I’m not 100% sure, but I’m pretty confident that tomorrow will be the first party primary I’ve voted in.

n.b. – I’m specifically referring to party primaries. I’ve voted in local elections that are held at the same time as party primaries, and whose infrastructure party primaries ride on (I’ve always assumed that the states subsidize this aspect of the GOP and Democratic Party, but I realized earlier that I’ve never verified this).

When subjected to any amount of inspection, a system that privileges two parties ins general elections and effectively locks out independents and third-party candidates is inherently anti-democratic.

Also, a system that presents a general election as a showdown between two parties leads to least-worst voting in elections (“which candidate don’t I find reprehensible?”) instead of choosing between two or more candidates that most of the voters in an area have supported.

I’m a huge fan of open primaries, and also ranked voting. You may have heard some discussion about open primaries in California, where Democrats are worried that having too many candidates in some congressional districts will split their vote and lead to a general election that is just two Republicans.

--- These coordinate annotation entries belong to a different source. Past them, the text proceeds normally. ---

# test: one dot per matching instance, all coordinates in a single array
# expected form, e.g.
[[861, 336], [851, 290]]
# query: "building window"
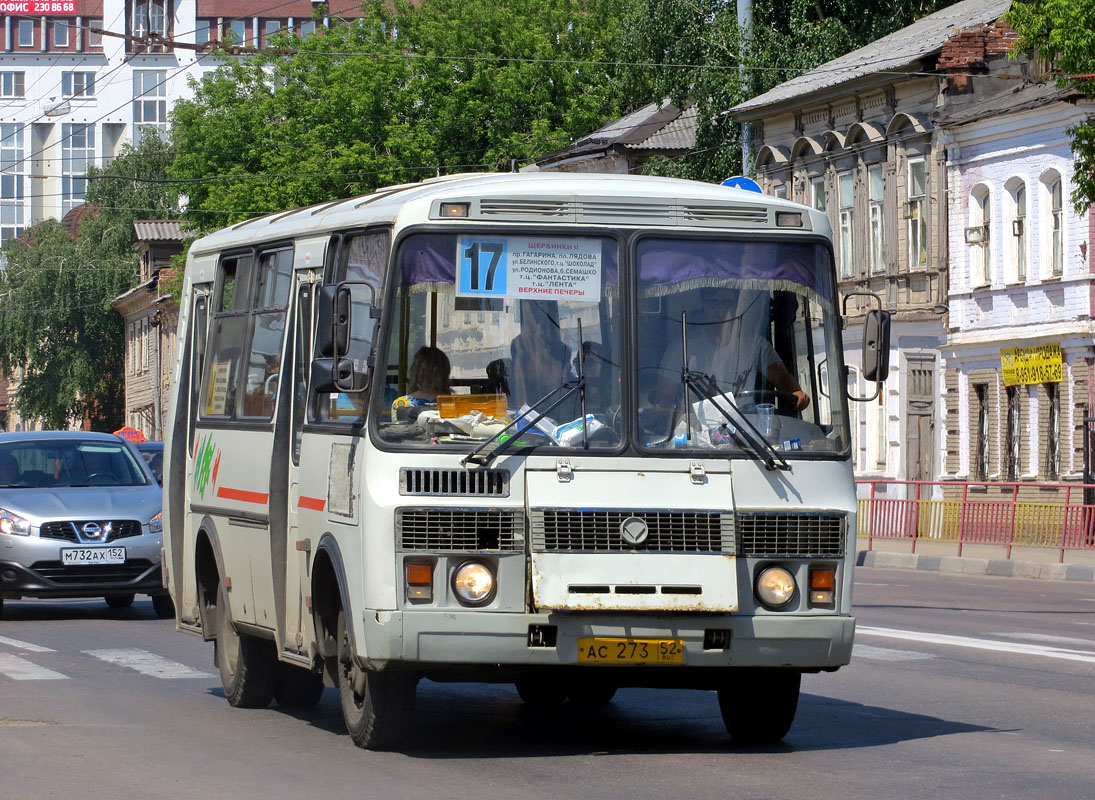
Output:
[[1053, 432], [11, 181], [845, 187], [78, 84], [12, 84], [1014, 435], [25, 33], [1056, 228], [60, 33], [150, 103], [915, 210], [149, 18], [1018, 232], [817, 194], [981, 450], [78, 151], [877, 225]]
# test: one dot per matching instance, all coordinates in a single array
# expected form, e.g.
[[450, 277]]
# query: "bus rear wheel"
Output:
[[248, 664], [760, 706], [377, 706]]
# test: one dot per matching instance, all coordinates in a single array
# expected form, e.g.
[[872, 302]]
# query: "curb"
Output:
[[995, 567]]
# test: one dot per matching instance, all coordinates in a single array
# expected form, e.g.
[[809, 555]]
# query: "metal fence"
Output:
[[954, 511]]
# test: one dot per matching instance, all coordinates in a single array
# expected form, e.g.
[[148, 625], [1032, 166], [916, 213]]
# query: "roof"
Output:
[[897, 51], [1019, 99], [656, 126], [158, 231]]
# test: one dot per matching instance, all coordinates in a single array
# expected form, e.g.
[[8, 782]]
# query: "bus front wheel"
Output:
[[760, 706], [377, 706], [248, 664]]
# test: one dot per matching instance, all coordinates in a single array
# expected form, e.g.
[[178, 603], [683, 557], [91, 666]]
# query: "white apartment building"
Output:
[[79, 78]]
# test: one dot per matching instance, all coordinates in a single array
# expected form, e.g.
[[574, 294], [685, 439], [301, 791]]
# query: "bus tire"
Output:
[[248, 664], [297, 687], [541, 694], [380, 717], [760, 707]]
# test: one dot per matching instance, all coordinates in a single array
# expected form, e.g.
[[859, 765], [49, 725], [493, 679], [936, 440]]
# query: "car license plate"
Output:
[[631, 651], [72, 556]]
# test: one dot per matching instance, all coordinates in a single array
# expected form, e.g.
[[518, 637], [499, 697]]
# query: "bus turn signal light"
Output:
[[822, 584]]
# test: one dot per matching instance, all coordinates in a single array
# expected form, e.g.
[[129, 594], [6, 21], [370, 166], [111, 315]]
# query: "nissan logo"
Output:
[[634, 531]]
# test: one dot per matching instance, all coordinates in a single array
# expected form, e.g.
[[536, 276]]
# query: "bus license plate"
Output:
[[72, 556], [631, 651]]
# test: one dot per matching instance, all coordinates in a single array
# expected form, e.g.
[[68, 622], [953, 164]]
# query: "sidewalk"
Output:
[[967, 565]]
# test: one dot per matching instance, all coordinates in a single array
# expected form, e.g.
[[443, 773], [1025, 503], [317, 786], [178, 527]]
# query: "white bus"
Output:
[[573, 432]]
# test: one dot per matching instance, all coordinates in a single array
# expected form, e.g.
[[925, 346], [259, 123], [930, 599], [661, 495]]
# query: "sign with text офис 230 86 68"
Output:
[[1040, 363]]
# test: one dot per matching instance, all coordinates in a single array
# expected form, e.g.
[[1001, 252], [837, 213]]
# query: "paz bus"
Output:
[[571, 432]]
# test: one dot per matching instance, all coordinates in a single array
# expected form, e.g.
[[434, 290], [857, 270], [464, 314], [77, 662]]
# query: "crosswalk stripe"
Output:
[[24, 645], [147, 663], [20, 669]]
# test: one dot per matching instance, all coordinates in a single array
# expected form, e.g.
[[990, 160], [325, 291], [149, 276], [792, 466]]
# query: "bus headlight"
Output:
[[775, 587], [473, 583], [13, 523]]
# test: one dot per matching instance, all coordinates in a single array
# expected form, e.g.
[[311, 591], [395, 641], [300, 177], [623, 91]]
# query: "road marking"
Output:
[[147, 663], [884, 653], [24, 645], [1047, 638], [1009, 647], [20, 669]]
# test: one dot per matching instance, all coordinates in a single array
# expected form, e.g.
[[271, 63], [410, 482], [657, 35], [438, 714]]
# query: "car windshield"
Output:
[[486, 326], [68, 463], [734, 345]]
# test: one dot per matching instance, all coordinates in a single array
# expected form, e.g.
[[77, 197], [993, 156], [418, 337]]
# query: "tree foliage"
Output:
[[405, 92], [56, 320], [1063, 32]]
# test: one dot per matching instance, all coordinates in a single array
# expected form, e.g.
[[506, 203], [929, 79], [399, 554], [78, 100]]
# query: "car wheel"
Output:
[[248, 664], [163, 606], [297, 687], [760, 706], [380, 716]]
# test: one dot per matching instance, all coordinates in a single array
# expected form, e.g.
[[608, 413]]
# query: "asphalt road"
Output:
[[959, 687]]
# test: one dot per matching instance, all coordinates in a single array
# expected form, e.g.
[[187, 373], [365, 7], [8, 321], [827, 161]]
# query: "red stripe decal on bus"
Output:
[[243, 495]]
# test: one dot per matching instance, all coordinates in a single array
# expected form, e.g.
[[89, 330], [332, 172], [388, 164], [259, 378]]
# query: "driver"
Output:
[[734, 357]]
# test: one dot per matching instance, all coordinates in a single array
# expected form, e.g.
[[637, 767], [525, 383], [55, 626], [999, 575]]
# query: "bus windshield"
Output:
[[486, 326]]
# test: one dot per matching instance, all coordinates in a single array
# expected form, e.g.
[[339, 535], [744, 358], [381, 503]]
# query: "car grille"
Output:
[[563, 531], [67, 531], [797, 535], [92, 574], [441, 529]]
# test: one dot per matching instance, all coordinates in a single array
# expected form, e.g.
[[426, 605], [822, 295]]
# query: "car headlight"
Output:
[[473, 583], [13, 523], [775, 587]]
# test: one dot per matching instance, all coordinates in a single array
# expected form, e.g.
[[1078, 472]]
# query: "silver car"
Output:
[[80, 516]]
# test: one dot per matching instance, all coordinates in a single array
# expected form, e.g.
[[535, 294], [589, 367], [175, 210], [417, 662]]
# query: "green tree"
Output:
[[1063, 33], [405, 92], [56, 320]]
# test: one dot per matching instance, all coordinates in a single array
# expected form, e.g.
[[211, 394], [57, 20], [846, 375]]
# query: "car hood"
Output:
[[91, 502]]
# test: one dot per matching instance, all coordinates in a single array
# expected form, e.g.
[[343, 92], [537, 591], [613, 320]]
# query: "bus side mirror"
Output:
[[332, 331], [876, 346]]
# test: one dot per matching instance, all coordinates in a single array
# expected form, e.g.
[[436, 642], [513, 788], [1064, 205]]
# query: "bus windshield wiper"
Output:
[[567, 389]]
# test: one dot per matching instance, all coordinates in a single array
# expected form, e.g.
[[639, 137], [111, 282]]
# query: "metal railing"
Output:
[[964, 513]]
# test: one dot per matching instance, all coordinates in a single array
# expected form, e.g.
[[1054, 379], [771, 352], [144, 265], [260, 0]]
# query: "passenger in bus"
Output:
[[541, 360], [722, 348], [428, 378]]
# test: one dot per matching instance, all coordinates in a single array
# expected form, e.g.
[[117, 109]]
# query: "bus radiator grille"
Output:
[[600, 531], [468, 530], [794, 535]]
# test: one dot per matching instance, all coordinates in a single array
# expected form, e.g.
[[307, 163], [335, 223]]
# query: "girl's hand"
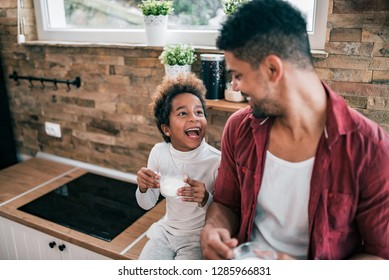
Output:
[[147, 178], [196, 192]]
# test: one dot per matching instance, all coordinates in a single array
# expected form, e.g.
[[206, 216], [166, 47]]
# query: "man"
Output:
[[300, 171]]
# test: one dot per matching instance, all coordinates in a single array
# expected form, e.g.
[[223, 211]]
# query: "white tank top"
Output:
[[281, 217]]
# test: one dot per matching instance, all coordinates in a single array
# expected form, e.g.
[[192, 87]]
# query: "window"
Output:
[[120, 21]]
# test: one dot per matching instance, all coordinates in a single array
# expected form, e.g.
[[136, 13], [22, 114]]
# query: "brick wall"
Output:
[[106, 121]]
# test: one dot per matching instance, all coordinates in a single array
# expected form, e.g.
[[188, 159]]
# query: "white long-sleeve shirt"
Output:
[[182, 218]]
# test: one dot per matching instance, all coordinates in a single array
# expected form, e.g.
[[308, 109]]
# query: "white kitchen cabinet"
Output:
[[19, 242]]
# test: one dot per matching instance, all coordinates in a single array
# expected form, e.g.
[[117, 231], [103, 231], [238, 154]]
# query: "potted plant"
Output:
[[155, 17], [230, 6], [177, 58]]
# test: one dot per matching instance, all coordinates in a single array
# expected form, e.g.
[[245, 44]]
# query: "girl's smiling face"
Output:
[[187, 122]]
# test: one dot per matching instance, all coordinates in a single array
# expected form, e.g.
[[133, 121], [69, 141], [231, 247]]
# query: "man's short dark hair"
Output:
[[263, 27]]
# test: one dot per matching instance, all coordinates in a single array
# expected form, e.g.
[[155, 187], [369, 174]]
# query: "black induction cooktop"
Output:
[[93, 204]]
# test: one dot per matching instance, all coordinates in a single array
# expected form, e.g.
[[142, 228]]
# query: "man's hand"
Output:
[[217, 244]]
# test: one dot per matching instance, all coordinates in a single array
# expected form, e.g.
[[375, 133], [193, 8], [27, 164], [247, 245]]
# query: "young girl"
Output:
[[180, 115]]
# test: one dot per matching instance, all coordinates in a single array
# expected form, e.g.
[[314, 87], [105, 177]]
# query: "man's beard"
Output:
[[264, 109]]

  • 10 Clockwise Party candidates each get 8 primary votes
  • 2 Counter-Clockwise Party candidates each get 9 primary votes
  • 1 Digital Party candidate gets 2 primary votes
  • The general election consists of 2 Counter-Clockwise Party candidates despite the party taking 62 fewer votes than the Clockwise Party, and thus likely not representing the views of most of their constituents

In my opinion, not giving the two parties a bye into the general is a good thing, but a ranked voting system would solve this.

On the back-end, there are many ways ranked voting could work (instant runoffs seem most common but there are other options – see http://www.fairvote.org/); I don’t think there’s a “best” way so much as “all of these options would be better than the two-party least-worst dichotomy.”

The most common criticism seems to be that this would be too complicated for voters on the front-end; given that we’re currently in the middle of March Madness I’ll counter that if you can fill out a tournament bracket, you can handle ranked voting. If you can list your favorite ice cream flavors, or movies, or books, or anything else, you can handle ranked voting.

There are a lot of issues that I feel strongly about, that I think society is going to have to work through slowly.

This isn’t one of those.

This is like changing clocks twice a year, where the only reason not to switch to a system that works better is inertia – except that’s not entirely accurate. The other reason not to change our how our primaries work is that it would weaken the two parties’ stranglehold on the American electoral system, and citizens might get to vote for the candidate we think is best instead of voting against the one who horrifies us.

I can see why the two parties would be against that sort of democracy.